The Alhambra roared around them, the third floor collapsing unto the second. The sound distracted the voice, and suddenly the hand and blood were gone. Jacob gasped and coughed and gagged, trying to expel as much of it as he could only for those hands to return; this time to his shoulders.

"Sorry, dear boy," the voice said and then he was pulled from the wreckage, his scream lost beneath the snarling inferno of the Alhambra.


Jacob came to slowly, long lashes fluttering against pale skin. Wherever he was, he was moving – and for a moment, he felt at home. Moving… he must be on the train. With his sister and Greenie and the Rooks. He felt uncomfortable enough to be on that god forsaken couch. Only… no, that didn't feel right. He hadn't been to the train for days now, instead sleeping at different taverns and inns that favored his Rooks. He tried to remember why, only for a sharp lance of pain to slice across his mind, opening the floodgates to every other pain he had yet noticed.

He was bleeding.

His side was on fire, wet and aching. He fumbled drunkenly to investigate it only for someone to grab his hands halfway there and pin them gently down. He struggled weakly against those hands, only to earn himself a chuckle from their owner.

"Mmhpft," Jacob murmured, vision swaying as he tried to focus. "No."

"Hush now, my dear," Rasped a familiar voice. "I've got you."
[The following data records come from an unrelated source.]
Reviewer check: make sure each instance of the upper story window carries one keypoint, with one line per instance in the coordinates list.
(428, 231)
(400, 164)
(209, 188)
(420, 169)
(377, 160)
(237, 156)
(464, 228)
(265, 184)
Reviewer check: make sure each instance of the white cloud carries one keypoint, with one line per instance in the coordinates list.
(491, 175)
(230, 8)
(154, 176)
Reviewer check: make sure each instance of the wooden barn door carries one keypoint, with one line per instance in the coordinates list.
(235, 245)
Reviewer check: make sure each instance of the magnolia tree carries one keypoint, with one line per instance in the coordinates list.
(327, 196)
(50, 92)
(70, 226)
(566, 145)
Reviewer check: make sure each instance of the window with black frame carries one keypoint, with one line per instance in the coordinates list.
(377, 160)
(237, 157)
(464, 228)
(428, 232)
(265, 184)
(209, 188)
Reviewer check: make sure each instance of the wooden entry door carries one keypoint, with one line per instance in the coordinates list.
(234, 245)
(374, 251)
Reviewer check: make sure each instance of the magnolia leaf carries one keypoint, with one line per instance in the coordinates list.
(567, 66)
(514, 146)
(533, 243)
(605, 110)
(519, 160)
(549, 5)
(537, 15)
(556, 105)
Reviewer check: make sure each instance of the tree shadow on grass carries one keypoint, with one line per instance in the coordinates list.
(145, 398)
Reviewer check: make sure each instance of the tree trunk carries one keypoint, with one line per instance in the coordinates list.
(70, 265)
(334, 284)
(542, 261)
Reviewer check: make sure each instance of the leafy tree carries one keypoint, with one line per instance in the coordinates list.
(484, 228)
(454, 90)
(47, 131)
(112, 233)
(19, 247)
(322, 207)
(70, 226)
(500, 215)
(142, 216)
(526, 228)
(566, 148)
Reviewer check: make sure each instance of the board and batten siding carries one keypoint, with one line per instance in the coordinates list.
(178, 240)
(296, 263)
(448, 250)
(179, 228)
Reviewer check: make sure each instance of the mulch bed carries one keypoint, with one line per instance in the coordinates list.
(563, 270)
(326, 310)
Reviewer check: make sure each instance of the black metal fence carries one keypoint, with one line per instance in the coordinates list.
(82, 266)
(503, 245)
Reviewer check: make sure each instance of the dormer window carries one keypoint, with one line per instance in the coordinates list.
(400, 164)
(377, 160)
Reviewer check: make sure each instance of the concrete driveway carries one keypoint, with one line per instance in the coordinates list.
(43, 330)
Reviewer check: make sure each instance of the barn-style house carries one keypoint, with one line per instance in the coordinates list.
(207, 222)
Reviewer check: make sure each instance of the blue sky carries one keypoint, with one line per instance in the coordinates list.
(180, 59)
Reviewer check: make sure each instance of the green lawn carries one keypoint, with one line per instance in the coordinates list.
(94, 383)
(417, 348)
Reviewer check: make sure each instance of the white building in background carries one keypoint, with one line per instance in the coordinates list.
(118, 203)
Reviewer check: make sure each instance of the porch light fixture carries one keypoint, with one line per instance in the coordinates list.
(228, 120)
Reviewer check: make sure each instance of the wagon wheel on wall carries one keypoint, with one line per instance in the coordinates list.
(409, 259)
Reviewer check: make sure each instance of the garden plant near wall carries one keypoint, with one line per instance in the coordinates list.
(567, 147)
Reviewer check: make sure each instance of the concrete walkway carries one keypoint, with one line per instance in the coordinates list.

Fingers in his hair – long and soothing and familiar. But not Evie's… Evie wasn't very happy with him lately. Why...? He struggled to remember.

Roth.

Jacob winced – images of people being murdered on stage, the sound of screaming, and fire – so much fire. He cried out, grimacing when dried blood cracked painfully around his throat. His lungs burned inside his chest, his breathing raspy. He wheezed and felt he lost more air than he gained. The carriage they were riding in jerked violently, and Jacob couldn't help but shout again as the fire in his side became an inferno. His eyes burned fiercely, wet with pain; but Roth just shushed him again – soothing him with his hands. It was then that Jacob realized the awkwardness of their position; crammed into the back of a carriage with Roth pressed against the side door and Jacob messily curled as small as possible across the length of the seat – his head in Roth's lap.

"Evie," Jacob said, pleading – as though this were a dream, a nightmare, and somehow she could wake him.

"No, my dear," Roth said, moving his hand to cover Jacob's eyes and obscure his vision. "I've got you."

Something whispered in his mind that that was bad, very bad. But Jacob couldn't dwell on it long before he slipped into the darkness once again.


Jacob moaned, and in turn his throat ached fiercely. He opened his eyes slowly, images processing slowly as he took in the high ceiling and drapes above him. He was in a bed, he realized – soft linens gentle against the naked skin of his back. It was a lovely bed, except for the strange lump at his lower back… He craned his neck to see, skin protesting as dried blood pulled taut, and stared at the sight before him.

A dark head of hair at his navel and a strong arm curled around and beneath him – pulling his hips up from the bed ever so slightly. And a tongue, wide and hot, laving at a messy looking wound in his side. Jacob gasped, skin contracting beneath Roth's administrations, and attempted to jerk away. The reproachful nip he received for his efforts left him shuddering – those teeth, they were much too sharp to be normal.

"R-Roth?" Jacob stammered. "What-?"

Roth tilted his head to meet Jacob's gaze, his face a bloody smirk of pleasure and his eyes peculiarly bright in the darkness. He licked his lips slowly, as a lion might, and grinned with all his teeth. There was something distinctly discomforting about the shape of the man's canines – long and wide and dangerous. It set off warning bells in Jacob's head.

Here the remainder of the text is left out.